The Daubert Standard came about from the 1993 case of Daubert v.
Merrell Dow Pharmaceuticals, which examined the adequacy of cutting-edge scientific testing techniques.
Elizabeth Murray, a Cincinnati-based biological and forensic anthropologist, has been at the forefront of forensic scientific research for several years. She’s written about the importance of conducting research that allows forensic techniques to satisfy current Daubert standards.
“Essentially some of us were already seeing that the field needs to test its methods and certify its practitioners,” Murray says. “We simply cannot just be expert witnesses by virtue of years in the field anymore. Our methods need validity and hopefully these mandates will push practitioners and research in that direction.”
One example of tightening standards involves how to properly retrieve and identify bullets from crime scenes. John Heile, a criminologist who specializes in ballistics and tool mark analysis for the Hamilton County Coroner’s Office, explains the different aspects of evidence retrieval.
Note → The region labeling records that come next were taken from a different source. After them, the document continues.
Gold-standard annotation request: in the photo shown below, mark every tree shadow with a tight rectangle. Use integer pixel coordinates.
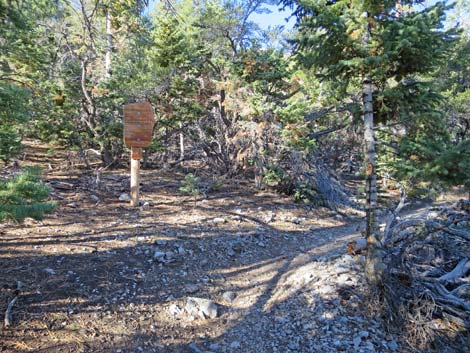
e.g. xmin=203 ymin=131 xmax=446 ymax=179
xmin=0 ymin=170 xmax=366 ymax=352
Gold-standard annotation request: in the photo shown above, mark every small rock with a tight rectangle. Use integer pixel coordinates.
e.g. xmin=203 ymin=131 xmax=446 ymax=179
xmin=185 ymin=297 xmax=218 ymax=319
xmin=44 ymin=268 xmax=56 ymax=276
xmin=387 ymin=341 xmax=398 ymax=351
xmin=230 ymin=341 xmax=241 ymax=349
xmin=222 ymin=291 xmax=237 ymax=303
xmin=353 ymin=336 xmax=362 ymax=348
xmin=140 ymin=201 xmax=150 ymax=210
xmin=318 ymin=285 xmax=335 ymax=294
xmin=184 ymin=284 xmax=199 ymax=294
xmin=211 ymin=217 xmax=227 ymax=224
xmin=209 ymin=343 xmax=220 ymax=351
xmin=264 ymin=211 xmax=276 ymax=223
xmin=153 ymin=250 xmax=165 ymax=262
xmin=168 ymin=304 xmax=182 ymax=316
xmin=188 ymin=342 xmax=204 ymax=353
xmin=290 ymin=217 xmax=300 ymax=224
xmin=119 ymin=193 xmax=131 ymax=202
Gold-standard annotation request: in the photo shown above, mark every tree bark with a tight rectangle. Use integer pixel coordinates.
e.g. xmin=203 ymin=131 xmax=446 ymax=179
xmin=104 ymin=8 xmax=113 ymax=78
xmin=179 ymin=122 xmax=184 ymax=161
xmin=362 ymin=14 xmax=384 ymax=286
xmin=362 ymin=77 xmax=383 ymax=284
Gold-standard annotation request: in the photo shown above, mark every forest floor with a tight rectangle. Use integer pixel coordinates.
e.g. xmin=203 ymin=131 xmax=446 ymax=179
xmin=0 ymin=144 xmax=462 ymax=353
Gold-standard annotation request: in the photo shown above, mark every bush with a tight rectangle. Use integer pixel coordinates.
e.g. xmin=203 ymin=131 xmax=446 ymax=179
xmin=0 ymin=167 xmax=57 ymax=222
xmin=179 ymin=173 xmax=201 ymax=195
xmin=0 ymin=126 xmax=23 ymax=163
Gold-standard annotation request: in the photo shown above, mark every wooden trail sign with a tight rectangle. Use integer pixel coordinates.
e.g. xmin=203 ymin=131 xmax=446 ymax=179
xmin=123 ymin=102 xmax=155 ymax=206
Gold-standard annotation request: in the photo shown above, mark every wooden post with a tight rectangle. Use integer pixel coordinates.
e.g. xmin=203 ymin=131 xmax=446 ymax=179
xmin=131 ymin=147 xmax=142 ymax=206
xmin=123 ymin=102 xmax=155 ymax=206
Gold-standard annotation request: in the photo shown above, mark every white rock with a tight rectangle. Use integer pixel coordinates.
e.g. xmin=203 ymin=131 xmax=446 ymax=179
xmin=185 ymin=297 xmax=218 ymax=319
xmin=211 ymin=217 xmax=227 ymax=224
xmin=230 ymin=341 xmax=241 ymax=349
xmin=168 ymin=304 xmax=182 ymax=316
xmin=222 ymin=291 xmax=237 ymax=303
xmin=119 ymin=193 xmax=131 ymax=202
xmin=44 ymin=268 xmax=56 ymax=276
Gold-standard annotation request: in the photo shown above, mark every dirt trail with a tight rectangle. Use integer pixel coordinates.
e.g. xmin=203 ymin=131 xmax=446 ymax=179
xmin=0 ymin=142 xmax=416 ymax=353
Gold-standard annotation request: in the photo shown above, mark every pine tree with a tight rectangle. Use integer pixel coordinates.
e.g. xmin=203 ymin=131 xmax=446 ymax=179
xmin=283 ymin=0 xmax=454 ymax=284
xmin=0 ymin=168 xmax=57 ymax=222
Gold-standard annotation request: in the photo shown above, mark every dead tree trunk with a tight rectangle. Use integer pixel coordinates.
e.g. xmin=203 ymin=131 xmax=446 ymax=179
xmin=104 ymin=8 xmax=113 ymax=78
xmin=362 ymin=13 xmax=384 ymax=285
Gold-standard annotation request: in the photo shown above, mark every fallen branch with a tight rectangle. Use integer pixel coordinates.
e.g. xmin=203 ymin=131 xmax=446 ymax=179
xmin=383 ymin=187 xmax=407 ymax=243
xmin=437 ymin=259 xmax=470 ymax=282
xmin=3 ymin=281 xmax=23 ymax=328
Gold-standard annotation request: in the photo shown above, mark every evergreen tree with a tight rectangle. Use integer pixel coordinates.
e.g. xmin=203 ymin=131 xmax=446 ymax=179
xmin=0 ymin=168 xmax=57 ymax=222
xmin=283 ymin=0 xmax=454 ymax=283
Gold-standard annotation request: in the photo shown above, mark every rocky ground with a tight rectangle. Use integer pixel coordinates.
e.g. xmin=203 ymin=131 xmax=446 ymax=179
xmin=0 ymin=139 xmax=456 ymax=353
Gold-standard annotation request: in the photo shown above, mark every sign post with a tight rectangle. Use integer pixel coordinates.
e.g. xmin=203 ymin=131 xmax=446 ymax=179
xmin=123 ymin=102 xmax=155 ymax=206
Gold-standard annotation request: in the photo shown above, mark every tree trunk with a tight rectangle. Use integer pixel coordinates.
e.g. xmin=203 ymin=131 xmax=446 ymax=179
xmin=362 ymin=78 xmax=383 ymax=284
xmin=362 ymin=14 xmax=384 ymax=286
xmin=179 ymin=122 xmax=184 ymax=161
xmin=104 ymin=8 xmax=113 ymax=78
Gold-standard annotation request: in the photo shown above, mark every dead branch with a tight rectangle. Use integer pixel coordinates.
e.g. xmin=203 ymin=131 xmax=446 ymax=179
xmin=3 ymin=281 xmax=22 ymax=328
xmin=437 ymin=259 xmax=470 ymax=283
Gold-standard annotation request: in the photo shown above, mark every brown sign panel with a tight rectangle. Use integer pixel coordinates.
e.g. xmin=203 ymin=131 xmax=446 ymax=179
xmin=123 ymin=102 xmax=155 ymax=147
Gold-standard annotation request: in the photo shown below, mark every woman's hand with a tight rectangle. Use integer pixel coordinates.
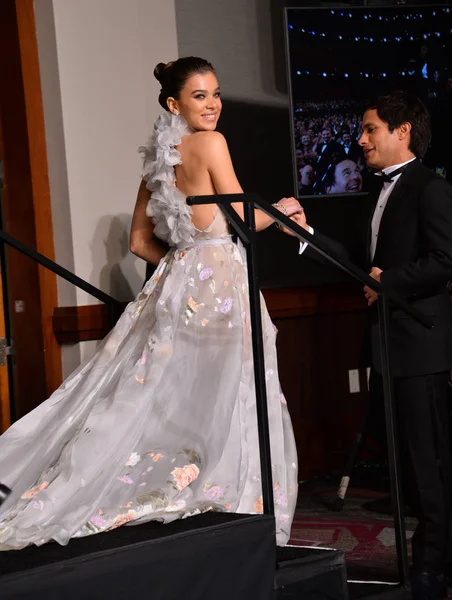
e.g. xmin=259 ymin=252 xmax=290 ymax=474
xmin=273 ymin=198 xmax=303 ymax=217
xmin=279 ymin=206 xmax=309 ymax=237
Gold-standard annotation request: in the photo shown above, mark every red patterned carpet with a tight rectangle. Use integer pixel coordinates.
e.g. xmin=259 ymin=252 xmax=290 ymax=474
xmin=289 ymin=489 xmax=416 ymax=578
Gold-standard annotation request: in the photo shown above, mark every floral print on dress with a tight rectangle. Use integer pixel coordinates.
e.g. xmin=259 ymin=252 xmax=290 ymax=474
xmin=21 ymin=481 xmax=49 ymax=500
xmin=171 ymin=464 xmax=199 ymax=490
xmin=126 ymin=452 xmax=141 ymax=467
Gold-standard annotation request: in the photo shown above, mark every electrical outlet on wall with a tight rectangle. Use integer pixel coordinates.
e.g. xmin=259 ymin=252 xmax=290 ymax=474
xmin=348 ymin=369 xmax=360 ymax=394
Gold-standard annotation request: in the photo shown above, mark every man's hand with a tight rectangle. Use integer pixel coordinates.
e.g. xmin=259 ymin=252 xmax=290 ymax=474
xmin=364 ymin=267 xmax=383 ymax=306
xmin=279 ymin=206 xmax=309 ymax=237
xmin=273 ymin=198 xmax=303 ymax=217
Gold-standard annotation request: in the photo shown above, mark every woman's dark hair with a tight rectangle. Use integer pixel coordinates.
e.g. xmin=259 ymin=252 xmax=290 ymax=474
xmin=366 ymin=90 xmax=432 ymax=158
xmin=154 ymin=56 xmax=215 ymax=110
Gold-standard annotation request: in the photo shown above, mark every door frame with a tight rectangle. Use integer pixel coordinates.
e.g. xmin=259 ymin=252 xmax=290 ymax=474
xmin=0 ymin=0 xmax=62 ymax=417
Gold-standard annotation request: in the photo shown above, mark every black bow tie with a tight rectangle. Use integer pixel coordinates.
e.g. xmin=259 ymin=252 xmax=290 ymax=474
xmin=376 ymin=165 xmax=408 ymax=183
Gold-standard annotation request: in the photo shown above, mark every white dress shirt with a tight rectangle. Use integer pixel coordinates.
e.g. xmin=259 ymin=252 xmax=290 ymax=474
xmin=298 ymin=158 xmax=416 ymax=260
xmin=370 ymin=158 xmax=416 ymax=260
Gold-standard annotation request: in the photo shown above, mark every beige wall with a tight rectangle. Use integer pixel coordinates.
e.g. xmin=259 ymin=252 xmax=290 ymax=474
xmin=35 ymin=0 xmax=177 ymax=375
xmin=175 ymin=0 xmax=287 ymax=107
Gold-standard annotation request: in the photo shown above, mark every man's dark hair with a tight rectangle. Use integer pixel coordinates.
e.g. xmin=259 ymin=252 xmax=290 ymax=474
xmin=366 ymin=90 xmax=432 ymax=158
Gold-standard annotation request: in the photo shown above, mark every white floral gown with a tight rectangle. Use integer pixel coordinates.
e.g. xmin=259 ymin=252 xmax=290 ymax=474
xmin=0 ymin=113 xmax=297 ymax=550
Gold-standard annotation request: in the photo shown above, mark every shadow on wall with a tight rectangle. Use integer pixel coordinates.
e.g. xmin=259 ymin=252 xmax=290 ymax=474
xmin=90 ymin=214 xmax=143 ymax=302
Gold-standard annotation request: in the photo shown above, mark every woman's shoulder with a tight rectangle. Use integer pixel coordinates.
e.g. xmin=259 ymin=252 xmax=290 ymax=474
xmin=190 ymin=131 xmax=228 ymax=155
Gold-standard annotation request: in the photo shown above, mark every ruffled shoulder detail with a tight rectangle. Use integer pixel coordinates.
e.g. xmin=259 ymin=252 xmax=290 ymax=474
xmin=138 ymin=111 xmax=196 ymax=248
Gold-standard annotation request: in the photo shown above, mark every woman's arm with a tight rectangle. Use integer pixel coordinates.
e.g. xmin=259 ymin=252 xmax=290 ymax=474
xmin=129 ymin=181 xmax=166 ymax=265
xmin=202 ymin=131 xmax=301 ymax=231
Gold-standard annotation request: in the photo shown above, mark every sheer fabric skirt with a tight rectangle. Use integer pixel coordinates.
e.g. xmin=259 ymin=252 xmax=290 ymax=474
xmin=0 ymin=239 xmax=297 ymax=549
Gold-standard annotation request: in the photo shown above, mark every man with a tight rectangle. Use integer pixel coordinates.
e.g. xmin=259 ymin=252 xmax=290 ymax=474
xmin=294 ymin=91 xmax=452 ymax=600
xmin=322 ymin=158 xmax=363 ymax=194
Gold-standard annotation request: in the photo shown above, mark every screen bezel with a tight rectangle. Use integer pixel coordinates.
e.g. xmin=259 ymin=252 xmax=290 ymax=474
xmin=284 ymin=4 xmax=448 ymax=200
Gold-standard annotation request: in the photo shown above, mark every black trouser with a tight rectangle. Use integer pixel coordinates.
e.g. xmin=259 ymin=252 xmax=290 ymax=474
xmin=369 ymin=371 xmax=451 ymax=572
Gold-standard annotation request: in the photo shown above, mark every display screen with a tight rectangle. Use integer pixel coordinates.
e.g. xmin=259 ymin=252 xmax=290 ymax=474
xmin=286 ymin=6 xmax=452 ymax=196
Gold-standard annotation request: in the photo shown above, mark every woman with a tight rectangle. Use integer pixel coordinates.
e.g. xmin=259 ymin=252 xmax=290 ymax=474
xmin=0 ymin=58 xmax=300 ymax=549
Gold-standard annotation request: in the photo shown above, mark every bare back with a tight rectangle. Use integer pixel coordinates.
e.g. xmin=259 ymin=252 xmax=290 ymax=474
xmin=175 ymin=132 xmax=217 ymax=231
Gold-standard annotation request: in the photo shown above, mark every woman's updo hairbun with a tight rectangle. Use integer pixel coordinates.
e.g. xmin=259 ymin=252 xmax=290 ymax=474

Heile says, “(T)here are standards we use in order to reinforce our identification which include statistical data, secondary and tertiary verification from colleagues, (and) we reinforce our examination using sufficient objective analysis.”
In another case, Heile was called upon to analyze “hatchet marks in the paint on the siding of a house involved in arson. This involved submitting the siding to the lab where test marks and comparisons were made on marks left by the blade until I could begin to identify individual characteristics of the actual tool that was used.”
Heile was able to identify the hatchet used to cut the siding away in order to start the fire by examining individual characteristics found on the blade such as rough edges and atypical markings.
Forensics isn’t only changing how criminal cases are conducted. Advances in technology also are being used to solve mysteries caused by even everyday mundane occurrences like fender benders.
Dan Aerni, owner of MV Engineering in Oakley and a vehicular accident analyst, credits General Electric for leading the way in “electronic data recorders, known as black boxes, which were originally installed for anti-lock braking systems. (They) are now a key feature in accident analysis, another piece of the puzzle for us.”
The data collected from the black boxes is evaluated with tools including electronic distance measuring equipment, computer-based mapping, laser measurement analysis and mathematical validation. The question of who broke the law or who is at fault in an auto accident can now be answered within computer precision, Aerni says.
Digital evidence retrieved from computers is another aspect of forensics undergoing change as it becomes relied on more often by law enforcement.
Jim Swauger, of Binary Intelligence in Lebanon, just north of Cincinnati, specializes in computer forensics, electronic discovery and corporate investigations. A court-recognized expert with more than a decade of experience, Swauger has served as senior computer forensic specialist for the Ohio Bureau of Criminal Investigation.
Nowadays, criminal suspects shouldn’t rely on simply deleting incriminating information from their computers.
“Deleted or damaged evidence can be retrieved from flash memory modules, digital cameras, mobile phones, iPods, DVRs and PDAs, and examiners can find data protected by very strong cryptographic algorithms,” Swauger adds.